Things have been going well mood wise around the house... but just under the surface I am starting to really sweat the school issue. We just can't afford to continue to send Kid to her current school. Private school is shockingly expensive here and we needed Mr F's bonus and an anticipated yearly raise to make ends meet. Neither of those are looking very likely and things are beyond tight. There is really not much more we can do. I'm struggling to lower our food costs and Mr F is selling his car... so when I say things are tight I really, really, mean it.
Taking her out of school is an unfortunate necessity at this point. She'll finish out the year but there is just no way we can swing another year's tuition. This year's has already pushed us past the point of comfort. But pulling her out isn't easy either. Kid suffers from pretty severe social anxiety. And I'm not just saying that. I mean it's a real problem.
We held her back from Kindergarten in Michigan, which was the best possible decision we could have made for her, and that extra year did help her... some. But being the "new" kid is excrutiatingly difficult for her. She has made herself comfortable at her new school. She is doing very well socially and has become a social leader among her classmates. That is a triumphant accomplishment for a sensitive kid who compares herself to others in a very self-depreciating way... on just about every single level (except looks... she's pretty into her long golden hair!). Her current social comfort is a reflection, in no small part, on the particularly wonderful group of kids she just happened to be placed with. Kids, who due to the very small nature of the school, would be her classmates all the way through the 8th grade. She has taken great comfort in that thought.
Even still Kid is a kid who rips up her artwork if it isn't perfect enough.
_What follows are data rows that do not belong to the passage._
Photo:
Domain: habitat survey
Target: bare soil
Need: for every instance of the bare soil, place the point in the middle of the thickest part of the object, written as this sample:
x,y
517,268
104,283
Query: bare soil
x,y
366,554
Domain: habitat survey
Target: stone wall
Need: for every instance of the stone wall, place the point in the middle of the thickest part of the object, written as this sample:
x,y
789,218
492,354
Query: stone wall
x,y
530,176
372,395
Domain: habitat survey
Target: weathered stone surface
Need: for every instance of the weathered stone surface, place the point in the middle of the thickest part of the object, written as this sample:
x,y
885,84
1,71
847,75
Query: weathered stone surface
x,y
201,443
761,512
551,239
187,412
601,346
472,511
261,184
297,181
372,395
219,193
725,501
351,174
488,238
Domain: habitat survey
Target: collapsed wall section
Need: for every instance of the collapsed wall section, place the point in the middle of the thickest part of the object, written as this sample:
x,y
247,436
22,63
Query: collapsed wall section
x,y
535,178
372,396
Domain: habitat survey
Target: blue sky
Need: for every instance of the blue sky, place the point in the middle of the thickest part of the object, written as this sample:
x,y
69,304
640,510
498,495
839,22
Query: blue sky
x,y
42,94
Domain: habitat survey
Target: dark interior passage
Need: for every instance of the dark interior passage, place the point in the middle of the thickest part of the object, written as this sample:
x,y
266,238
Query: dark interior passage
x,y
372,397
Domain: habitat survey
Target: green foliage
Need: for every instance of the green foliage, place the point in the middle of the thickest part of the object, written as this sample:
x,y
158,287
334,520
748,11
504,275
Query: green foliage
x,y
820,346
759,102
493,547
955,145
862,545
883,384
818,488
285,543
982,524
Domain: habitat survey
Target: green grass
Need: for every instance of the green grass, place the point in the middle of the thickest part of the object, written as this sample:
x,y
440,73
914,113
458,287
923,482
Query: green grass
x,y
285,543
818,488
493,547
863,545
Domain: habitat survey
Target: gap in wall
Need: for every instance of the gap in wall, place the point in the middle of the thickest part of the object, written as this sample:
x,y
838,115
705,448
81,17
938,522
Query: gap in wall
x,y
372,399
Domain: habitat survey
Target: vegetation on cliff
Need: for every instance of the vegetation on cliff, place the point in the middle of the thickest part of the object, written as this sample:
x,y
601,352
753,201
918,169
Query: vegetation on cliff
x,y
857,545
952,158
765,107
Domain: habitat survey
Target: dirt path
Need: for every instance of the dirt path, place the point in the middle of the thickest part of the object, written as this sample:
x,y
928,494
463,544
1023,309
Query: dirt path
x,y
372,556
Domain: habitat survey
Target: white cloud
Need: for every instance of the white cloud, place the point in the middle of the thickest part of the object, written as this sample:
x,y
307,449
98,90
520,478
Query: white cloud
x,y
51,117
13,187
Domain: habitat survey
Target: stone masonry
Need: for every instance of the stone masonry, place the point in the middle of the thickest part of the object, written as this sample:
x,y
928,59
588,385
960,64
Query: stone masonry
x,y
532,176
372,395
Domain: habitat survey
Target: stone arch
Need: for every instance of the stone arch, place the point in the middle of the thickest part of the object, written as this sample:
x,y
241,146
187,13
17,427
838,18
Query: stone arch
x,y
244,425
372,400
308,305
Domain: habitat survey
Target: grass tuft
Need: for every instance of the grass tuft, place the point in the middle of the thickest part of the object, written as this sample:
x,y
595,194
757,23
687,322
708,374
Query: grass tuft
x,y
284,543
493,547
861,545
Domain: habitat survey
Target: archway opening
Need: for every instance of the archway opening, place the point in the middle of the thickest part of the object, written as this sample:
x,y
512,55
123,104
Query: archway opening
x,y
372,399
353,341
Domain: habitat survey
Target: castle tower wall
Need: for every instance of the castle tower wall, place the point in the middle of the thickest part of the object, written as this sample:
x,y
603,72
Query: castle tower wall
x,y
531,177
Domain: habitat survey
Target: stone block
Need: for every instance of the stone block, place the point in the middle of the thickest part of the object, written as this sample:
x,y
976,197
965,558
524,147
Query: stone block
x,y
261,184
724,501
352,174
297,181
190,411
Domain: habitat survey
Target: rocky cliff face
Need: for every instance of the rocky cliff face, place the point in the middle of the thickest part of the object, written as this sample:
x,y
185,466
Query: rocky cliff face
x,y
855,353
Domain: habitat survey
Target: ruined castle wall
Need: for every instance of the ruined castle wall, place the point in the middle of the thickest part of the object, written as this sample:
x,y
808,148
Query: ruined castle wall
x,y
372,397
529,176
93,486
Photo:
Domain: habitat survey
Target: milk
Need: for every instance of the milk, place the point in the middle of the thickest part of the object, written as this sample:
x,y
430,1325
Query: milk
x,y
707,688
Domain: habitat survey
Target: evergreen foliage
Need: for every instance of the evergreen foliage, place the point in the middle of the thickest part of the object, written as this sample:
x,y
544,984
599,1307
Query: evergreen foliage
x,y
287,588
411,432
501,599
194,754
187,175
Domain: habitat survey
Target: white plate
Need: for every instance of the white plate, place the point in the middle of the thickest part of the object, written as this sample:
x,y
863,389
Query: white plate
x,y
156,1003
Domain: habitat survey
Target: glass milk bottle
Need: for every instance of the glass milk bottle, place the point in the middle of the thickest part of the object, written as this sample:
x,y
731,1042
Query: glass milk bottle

She comes home and announces (daily) that she is the only kid who doesn't know how to: read, spell, add, play violin, swim in the deep end, climb Mt Everest. She refuses to preform on any type of test, and is routinely under evaluated because of it. Long story short the girl has got ISSUES. She is intensely observant... and to her... everyone else's strengths exaggerate her weaknesses. She's smart (and hysterically funny)... but school isn't as easy for her as it is for others.
Right now, with LOTS of coaching from yours truly, she has got a set of teachers who (for the most part) get her. She is thriving (beyond my wildest imagination). She's still got her issues but they are not holding her back as much as they used to. She wants to go to school everyday (unheard of!) and loves all her friends. And lets face it... happiness should count for something. She is in an environment that has nurtured her quirks and allowed her to blossom in spite of them. At the same time, we can't jeopardize our financial health when there are other schooling options. And while I don't know that the other schools will fail to bring her out of her shell... I fear it... and that fear can be almost paralyzing.
It's a hard time for me since I will be the one to make and carry out this decision. The completely ridiculous school system here isn't helping matters. It would be one thing if I could know what school I was preparing her for. I have filled out the Magnet application and will be submitting it next week. It will be another couple of months before I find out her placement. In the meantime I will also apply to all the charter schools and hope (against hope) that she manages to snag a spot (available only if someone vacates a spot and then we win it by lottery). In April or May I will weigh our options (including homeschooling) and see where I think her best interest lies.
But I know she will be heartbroken to leave the small comfortable space she's made for herself among friendly faces. Especially since not even a year ago she said goodbye to her childhood friends in Michigan. That's a lot of unwanted change for a socially anxious kid... any kid for that matter.
It's tough, too, since I have completely no control. I have to just wait and see what spots we're offered and hope that what is best for her presents itself. I am thankful that this transition will happen after the summer break so that she will have already spent some time away from her classmates and the adjustment won't seem so abrupt (I hope). But seeing as there is no way we could ever afford to send Baby to preschool (or have either child take any type of extracurricular class) and afford Kid's tuition we'd have to pull her out sooner or later. So hopefully sooner, while hard right now, will be easier in the long run.
Listen, I know to most people the decision would be a no brainer. Take her out and put her in whatever free school you get into. "She'll do just fine!" But when your child has an issue and you find them a place that allows for them to develop confidence (and is markedly happier than she has ever been) it isn't so easy to pull her out. She loves her current school because she is happy socially. Taking her out is one of the hardest things I'll have to do. It's killing me. I want to do what is best for her but can't. This is one case where what is best for the family isn't best for everyone in the family... and Kid is taking a hit for the team.